Any techniques for dealing with privacy are going to have an impact on the data's fitness for use. This was true for the older more minimal methods as well.

There's no established process for building a participatory process for establishing a privacy algorithm. Census should be applauded for all the outreach and gathering user feedback, and making this such an iterative process! One group who has not had a seat at the table are those who have a lot to lose with privacy breaches:

  • victims of domestic violence
  • tenants who will suffer consequences if there their census responses don't match their lease data
  • immigrant communities

The communications challenge

Guidance/education on this process, and on how to deal with "consistency" issues, error measurements, etc. will be its own project!

When the ACS first came out, explaining rolling 5-year estimates was hard. Teaching people that in order to get the small geography-levels, we need to pool several years' worth of data together to get a "reliable" estimate is still not easy. The reliability is public knowledge in the form of Margins Of Error (MOEs), and we all know that ACS data is used by many without any consideration for MOEs.

"We need an equivalent to the ACS Data Users Guides." was a sentiment that many people expressed during one of the APDU sessions. Census does plan to put out a Handbook similar to the ACS Handbook.


How can I get involved?

Use the  Public Demonstration File s. Look over the  FAQs . See what this data looks like for your use-case. Send feedback to 2020DAS@census.gov. While they've considered dozens and dozens of use-cases, you don't want to find out in the spring of next year that yours was missed!

Additional Resources

Various webinars, presentations, and session recordings:

The post-mortem after all of this will be very enlightening!
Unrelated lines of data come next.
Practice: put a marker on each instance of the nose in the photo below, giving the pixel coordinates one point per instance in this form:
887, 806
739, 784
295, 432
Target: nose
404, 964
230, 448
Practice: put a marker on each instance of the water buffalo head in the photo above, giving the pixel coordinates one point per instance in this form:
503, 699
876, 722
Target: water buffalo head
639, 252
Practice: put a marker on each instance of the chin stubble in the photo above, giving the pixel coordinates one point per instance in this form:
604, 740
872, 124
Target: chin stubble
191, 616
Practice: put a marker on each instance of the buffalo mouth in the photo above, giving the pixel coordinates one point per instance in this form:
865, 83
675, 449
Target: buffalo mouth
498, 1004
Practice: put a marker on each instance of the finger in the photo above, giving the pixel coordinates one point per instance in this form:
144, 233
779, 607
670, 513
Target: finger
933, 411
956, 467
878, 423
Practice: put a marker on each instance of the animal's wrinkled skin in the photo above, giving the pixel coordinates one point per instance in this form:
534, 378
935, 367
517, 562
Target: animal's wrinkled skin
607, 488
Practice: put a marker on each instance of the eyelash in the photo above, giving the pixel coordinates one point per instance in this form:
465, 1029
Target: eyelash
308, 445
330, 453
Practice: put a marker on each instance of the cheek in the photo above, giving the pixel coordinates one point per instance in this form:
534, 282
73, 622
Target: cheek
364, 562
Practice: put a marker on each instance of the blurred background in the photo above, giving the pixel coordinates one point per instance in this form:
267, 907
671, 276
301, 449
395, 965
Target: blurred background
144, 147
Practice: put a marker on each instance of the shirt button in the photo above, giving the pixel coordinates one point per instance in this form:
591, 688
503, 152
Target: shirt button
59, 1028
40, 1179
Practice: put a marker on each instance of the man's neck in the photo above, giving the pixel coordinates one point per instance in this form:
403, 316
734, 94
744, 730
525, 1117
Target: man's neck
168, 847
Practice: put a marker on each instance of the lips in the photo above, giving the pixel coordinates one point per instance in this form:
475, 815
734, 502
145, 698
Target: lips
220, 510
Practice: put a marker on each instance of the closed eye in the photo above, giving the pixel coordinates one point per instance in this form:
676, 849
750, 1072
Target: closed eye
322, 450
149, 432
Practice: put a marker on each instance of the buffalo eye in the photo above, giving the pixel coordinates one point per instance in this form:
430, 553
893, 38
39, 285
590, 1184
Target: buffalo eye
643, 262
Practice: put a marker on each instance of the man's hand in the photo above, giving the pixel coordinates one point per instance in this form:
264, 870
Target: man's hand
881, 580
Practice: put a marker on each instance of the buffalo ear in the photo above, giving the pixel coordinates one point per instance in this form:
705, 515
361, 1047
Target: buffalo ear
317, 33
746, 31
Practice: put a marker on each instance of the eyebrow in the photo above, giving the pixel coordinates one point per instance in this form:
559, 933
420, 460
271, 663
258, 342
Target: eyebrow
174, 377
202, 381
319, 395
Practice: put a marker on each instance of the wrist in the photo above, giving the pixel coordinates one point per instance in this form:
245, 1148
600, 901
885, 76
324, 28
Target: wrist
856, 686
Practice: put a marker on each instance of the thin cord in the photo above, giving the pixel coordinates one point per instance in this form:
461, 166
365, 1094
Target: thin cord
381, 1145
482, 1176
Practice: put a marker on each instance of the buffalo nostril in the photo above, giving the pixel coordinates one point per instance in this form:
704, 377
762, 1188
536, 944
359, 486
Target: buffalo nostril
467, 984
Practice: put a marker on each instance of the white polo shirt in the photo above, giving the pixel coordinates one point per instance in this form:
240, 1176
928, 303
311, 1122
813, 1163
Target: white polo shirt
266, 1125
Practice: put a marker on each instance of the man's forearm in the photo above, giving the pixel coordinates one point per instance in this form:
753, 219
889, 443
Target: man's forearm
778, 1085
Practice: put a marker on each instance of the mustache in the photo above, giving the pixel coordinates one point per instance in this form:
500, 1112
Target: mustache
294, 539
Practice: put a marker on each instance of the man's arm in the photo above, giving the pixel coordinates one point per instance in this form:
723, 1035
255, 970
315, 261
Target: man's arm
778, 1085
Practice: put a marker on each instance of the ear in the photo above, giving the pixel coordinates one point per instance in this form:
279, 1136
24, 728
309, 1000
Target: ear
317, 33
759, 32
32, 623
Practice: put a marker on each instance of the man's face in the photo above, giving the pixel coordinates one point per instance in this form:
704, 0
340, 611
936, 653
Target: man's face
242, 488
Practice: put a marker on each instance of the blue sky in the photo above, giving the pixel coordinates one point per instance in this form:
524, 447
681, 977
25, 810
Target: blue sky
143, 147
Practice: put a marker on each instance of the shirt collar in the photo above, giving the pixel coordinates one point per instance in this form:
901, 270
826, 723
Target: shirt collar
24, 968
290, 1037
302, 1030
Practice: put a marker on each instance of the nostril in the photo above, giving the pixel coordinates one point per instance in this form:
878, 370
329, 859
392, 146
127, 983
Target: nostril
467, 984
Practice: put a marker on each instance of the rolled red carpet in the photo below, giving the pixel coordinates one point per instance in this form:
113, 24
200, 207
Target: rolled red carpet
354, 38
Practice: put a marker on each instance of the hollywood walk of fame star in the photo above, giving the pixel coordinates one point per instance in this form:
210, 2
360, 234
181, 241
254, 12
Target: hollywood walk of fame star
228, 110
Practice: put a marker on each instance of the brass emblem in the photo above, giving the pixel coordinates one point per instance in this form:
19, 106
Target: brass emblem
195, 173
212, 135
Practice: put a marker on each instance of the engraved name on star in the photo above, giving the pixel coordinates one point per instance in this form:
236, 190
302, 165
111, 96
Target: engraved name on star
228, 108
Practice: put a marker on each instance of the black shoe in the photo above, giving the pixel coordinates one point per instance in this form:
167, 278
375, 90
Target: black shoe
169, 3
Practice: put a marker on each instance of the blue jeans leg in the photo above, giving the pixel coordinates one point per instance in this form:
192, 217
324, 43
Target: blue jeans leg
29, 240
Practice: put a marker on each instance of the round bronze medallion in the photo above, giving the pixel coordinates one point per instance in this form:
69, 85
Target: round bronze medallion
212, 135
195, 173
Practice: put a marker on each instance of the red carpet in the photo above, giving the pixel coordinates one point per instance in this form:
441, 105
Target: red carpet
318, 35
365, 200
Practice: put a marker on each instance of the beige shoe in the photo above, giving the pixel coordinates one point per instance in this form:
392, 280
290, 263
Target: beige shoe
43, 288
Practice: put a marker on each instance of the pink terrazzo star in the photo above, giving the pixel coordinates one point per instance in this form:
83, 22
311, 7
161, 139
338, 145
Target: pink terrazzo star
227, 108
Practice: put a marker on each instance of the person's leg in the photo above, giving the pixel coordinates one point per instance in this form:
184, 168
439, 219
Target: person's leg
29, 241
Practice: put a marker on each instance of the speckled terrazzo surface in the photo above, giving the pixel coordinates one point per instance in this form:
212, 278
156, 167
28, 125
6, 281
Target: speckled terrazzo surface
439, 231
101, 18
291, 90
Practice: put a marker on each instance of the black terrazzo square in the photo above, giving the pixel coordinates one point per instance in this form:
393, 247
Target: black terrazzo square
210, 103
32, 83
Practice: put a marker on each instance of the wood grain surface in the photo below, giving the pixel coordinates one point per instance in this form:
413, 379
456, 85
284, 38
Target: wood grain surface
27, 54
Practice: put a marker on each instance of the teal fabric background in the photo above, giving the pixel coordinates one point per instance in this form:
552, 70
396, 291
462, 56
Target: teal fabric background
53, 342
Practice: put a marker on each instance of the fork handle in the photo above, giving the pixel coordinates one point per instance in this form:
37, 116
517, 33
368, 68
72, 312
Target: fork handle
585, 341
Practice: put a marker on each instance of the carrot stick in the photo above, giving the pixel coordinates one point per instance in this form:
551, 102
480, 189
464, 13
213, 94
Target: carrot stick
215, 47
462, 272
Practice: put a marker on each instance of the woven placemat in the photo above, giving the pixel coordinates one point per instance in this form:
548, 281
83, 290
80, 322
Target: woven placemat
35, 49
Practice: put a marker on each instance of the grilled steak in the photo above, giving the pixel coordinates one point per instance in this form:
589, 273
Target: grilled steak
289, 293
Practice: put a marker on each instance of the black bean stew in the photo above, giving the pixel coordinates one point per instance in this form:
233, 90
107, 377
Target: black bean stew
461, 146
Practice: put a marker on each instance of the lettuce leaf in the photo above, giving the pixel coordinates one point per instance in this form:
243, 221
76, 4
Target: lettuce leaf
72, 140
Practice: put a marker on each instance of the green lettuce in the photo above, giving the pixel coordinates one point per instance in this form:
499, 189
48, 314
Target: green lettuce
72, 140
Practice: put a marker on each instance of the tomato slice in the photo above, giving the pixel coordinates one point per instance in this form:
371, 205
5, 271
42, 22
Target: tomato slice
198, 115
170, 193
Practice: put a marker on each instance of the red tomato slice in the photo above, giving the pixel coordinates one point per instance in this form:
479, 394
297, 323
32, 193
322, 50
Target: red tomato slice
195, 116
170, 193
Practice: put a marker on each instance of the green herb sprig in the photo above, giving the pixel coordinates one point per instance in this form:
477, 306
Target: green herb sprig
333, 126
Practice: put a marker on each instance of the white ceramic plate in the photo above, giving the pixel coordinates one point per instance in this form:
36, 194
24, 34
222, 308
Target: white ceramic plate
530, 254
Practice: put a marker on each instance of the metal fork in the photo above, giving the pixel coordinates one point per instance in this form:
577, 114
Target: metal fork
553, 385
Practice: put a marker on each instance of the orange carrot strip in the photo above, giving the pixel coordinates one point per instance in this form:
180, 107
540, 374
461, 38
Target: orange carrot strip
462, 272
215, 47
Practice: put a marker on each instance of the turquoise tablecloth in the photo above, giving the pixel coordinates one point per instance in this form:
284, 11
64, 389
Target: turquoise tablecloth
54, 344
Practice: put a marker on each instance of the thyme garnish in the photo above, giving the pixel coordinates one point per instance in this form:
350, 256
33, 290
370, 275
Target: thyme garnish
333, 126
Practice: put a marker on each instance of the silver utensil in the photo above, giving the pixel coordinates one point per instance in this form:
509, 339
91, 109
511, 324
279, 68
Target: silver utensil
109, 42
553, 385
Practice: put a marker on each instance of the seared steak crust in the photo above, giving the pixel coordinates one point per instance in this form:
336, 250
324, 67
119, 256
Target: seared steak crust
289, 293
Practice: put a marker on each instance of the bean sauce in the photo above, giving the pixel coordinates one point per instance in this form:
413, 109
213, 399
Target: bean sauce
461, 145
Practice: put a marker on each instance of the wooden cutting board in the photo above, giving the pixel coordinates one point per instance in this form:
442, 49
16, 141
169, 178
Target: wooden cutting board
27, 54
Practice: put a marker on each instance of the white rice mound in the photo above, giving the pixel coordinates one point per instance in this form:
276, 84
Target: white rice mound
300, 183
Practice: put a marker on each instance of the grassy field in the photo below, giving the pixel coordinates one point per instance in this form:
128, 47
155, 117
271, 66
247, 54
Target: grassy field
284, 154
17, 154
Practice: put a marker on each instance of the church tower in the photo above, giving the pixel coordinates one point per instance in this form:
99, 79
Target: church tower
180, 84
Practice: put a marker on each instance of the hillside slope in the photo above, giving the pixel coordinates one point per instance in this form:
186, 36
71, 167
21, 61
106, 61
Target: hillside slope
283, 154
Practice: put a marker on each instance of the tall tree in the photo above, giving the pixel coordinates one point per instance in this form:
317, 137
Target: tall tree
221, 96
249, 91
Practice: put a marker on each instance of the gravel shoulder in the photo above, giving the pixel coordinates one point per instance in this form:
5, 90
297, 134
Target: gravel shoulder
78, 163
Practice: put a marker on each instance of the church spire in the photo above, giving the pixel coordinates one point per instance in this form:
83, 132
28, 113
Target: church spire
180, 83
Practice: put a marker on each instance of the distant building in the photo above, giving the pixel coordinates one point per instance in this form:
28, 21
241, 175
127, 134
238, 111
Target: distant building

Note: This is quite different from Margins of Error in ACS. Margin of Error happens whenever we're using a sample to estimate values for the whole population. In the Decennial Census, they have the whole population (either from self-response or from imputation), but publishing even the most basic tables down to the block level is not protecting privacy. Census is actually injecting noise into the data here, something that has not happened for ACS other than the same minimal suppression & swapping techniques used in 2010.

Poll taken during the Association of Public Data Users (APDU) 2020 virtual conference.